We’ve left a busy September, and heading into the last stretch of the year for home sales. Whether a home sells quickly for above its asking price is still highly dependent on whether it’s over or under the $1 million mark.

As the data shows us again for the past month, properties in the sweet spot over $500,000-$1 million are typically selling quickly and getting more money than the listing price. In September, we even saw some in the $1.5 to just over $2 million range sell in less than a month.

But, once again, those over $2.5 million price are lagging behind. The homes in that price range that did sell either sat on the market for a while or executed a significant price reduction prior to receiving offers.

Still, houses are selling. That said, it’s taking longer than sellers are used to, and price cuts may be necessary.


Looking to the end of the year


Based on past years, we’re still set to see two key activity spurts expected this fall — one in October, from buyers who want to be moved in by Thanksgiving.

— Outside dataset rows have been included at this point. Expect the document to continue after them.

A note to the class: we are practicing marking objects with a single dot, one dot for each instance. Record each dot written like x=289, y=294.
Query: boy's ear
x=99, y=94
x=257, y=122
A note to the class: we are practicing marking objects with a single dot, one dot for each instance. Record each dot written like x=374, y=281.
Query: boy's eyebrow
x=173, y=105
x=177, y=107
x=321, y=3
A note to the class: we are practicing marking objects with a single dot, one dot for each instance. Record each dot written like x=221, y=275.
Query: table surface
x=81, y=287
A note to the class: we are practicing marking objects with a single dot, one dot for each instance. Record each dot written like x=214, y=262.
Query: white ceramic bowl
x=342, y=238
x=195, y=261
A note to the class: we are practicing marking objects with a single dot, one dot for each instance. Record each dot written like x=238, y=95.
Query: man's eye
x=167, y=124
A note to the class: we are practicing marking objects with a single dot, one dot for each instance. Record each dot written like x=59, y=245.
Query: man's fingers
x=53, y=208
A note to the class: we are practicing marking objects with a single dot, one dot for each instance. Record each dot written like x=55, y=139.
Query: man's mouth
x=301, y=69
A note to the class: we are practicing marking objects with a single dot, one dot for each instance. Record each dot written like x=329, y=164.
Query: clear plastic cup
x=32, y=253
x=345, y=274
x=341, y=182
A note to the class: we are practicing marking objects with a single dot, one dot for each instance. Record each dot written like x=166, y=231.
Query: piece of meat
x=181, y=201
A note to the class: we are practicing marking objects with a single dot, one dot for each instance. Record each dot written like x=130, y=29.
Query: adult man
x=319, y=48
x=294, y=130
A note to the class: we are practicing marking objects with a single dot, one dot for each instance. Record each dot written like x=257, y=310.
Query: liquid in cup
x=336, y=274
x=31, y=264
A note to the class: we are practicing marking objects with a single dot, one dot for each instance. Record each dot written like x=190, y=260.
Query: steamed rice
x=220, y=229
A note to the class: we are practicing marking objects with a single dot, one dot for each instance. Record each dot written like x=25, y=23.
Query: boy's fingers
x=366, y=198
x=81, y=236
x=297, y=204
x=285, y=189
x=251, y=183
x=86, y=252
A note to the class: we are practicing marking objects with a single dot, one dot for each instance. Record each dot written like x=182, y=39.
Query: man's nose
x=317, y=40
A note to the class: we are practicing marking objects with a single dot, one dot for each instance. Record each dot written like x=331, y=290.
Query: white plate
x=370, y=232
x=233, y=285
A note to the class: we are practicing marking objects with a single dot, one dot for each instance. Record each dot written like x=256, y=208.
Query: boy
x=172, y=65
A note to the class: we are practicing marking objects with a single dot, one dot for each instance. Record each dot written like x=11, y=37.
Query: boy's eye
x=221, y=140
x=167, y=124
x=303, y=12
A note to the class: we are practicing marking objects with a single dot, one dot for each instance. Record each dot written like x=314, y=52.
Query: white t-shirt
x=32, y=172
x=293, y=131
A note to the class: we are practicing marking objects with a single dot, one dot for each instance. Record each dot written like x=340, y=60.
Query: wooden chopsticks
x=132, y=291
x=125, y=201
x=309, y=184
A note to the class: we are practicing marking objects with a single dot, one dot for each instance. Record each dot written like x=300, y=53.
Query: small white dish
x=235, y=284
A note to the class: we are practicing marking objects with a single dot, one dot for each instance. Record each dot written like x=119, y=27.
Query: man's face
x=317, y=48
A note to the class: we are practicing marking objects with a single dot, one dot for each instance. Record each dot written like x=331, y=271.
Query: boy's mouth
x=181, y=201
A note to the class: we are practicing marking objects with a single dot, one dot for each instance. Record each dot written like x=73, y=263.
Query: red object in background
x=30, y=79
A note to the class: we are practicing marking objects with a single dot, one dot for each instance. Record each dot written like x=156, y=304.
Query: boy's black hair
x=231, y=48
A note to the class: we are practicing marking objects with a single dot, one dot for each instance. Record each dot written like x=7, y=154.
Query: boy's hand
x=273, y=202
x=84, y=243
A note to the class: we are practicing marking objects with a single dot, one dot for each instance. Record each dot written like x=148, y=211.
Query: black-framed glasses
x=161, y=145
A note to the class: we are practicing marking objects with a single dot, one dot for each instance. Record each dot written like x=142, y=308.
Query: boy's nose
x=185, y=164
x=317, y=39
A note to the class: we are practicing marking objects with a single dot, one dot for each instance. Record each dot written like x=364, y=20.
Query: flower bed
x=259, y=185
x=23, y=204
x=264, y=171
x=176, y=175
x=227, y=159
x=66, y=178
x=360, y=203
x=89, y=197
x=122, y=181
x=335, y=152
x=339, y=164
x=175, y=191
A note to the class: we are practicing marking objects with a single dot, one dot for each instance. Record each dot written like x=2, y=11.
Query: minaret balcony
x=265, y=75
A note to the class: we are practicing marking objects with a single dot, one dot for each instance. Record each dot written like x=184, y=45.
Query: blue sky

The next will come in November, for buyers wanting to move in before the holidays or those wanting to make settlement before the end of the year for tax purposes.

But that’s no guarantee a home over $2.5 million will sell. It’s frustrating for sellers and for their brokers when a home that seemingly has everything a buyer needs sits on the market. I have a listing like that right now. It’s a real head scratcher — it ticks all the boxes. It’s in a prime neighborhood, a great value, has a desirable layout, and the perfect number of bedrooms and baths. Either the buyers in this segment have purchased for the year, or the next buyer is days or weeks away from acting. It only takes one buyer to buy a house. Only time will tell.


Taking control of the situation


Despite doing everything we can, sometimes there are market forces beyond our control. In some cases, those buyers looking for homes above $2.5 million have already bought for the year. That’s something I can’t control and neither can my sellers. So I concentrate on the things I can control, working my contacts and network of other brokers and relocation specialists, keeping my marketing and advertising current, and following up immediately on any inquiries.



If you’re selling now


I remain positive heading into the end of the year, though some people will warn there’s a seasonal slump coming after Thanksgiving. I’m not a big seasonal thinker. I don’t shut off in the fourth quarter, which has resulted in great sales numbers in November and December. Most sellers only sell a home once or twice, so it can be harder for them to remain positive after being on the market for a few months.

When dealing with a frustrated seller it’s extremely important to stay calm and focus on the activities within our control. For a home that’s not selling as quickly as I’d like, communication with my clients is incredibly important. In real estate, no news isn’t good news, no news is bad news. Making sure I tell my clients in detail how I’m marketing their home this week, who I’ve contacted, what leads were followed is vital to our relationship. In some cases, this can be the deciding factor in keeping a listing or losing a listing. It gives my clients peace of mind — that it’s not going the way either of us want, but I’m pounding the pavement to get the job done.

As the year winds down, some sellers get disheartened. There are things sellers can control. You have options.


1. You stay on the market, while everyone else de-lists and regroups for the spring market. You’ll see your competition go way down. Your chances of selling go up even higher.


2. Wait until after mid-November and that spurt of activity, take it off for 90 days, then come back on in March as a new listing.


3. Consider a strategic price reduction. A move down from $2.6 million to $2.49 million (for example) opens up a whole new market.  You have now just opened your visibility to a buyer segment that was not ever looking over $2.5 million. Lower the price and — to that target market — it’s a new listing.


4. Pull it off immediately.


Right here, right now, in the over $2 million range, I like the idea of cutting the price and staying on the market. You never know when a relocating executive is going to take a job and need a premier property. In Seattle, it’s happening on a regular basis given our expansive job growth.



The good news


It’s a function of time and opportunity. There are fewer houses on the market than there were in the spring. Sellers will benefit from a smaller pool of competitive homes.

The number of jobs being created right now is off the charts — we see Seattle companies adding thousands and thousands of opportunities. Amazon is hiring, Expedia is moving downtown and we’re primed for that. All of this hiring means there’s probably someone in the Bay Area who accepts a Seattle job today, and needs a house for the relocating family in weeks, not months. And we’re in an ideal neighborhood for those people.

A fair number of these candidates filling those jobs are looking for houses above $2 million. That tap is still on.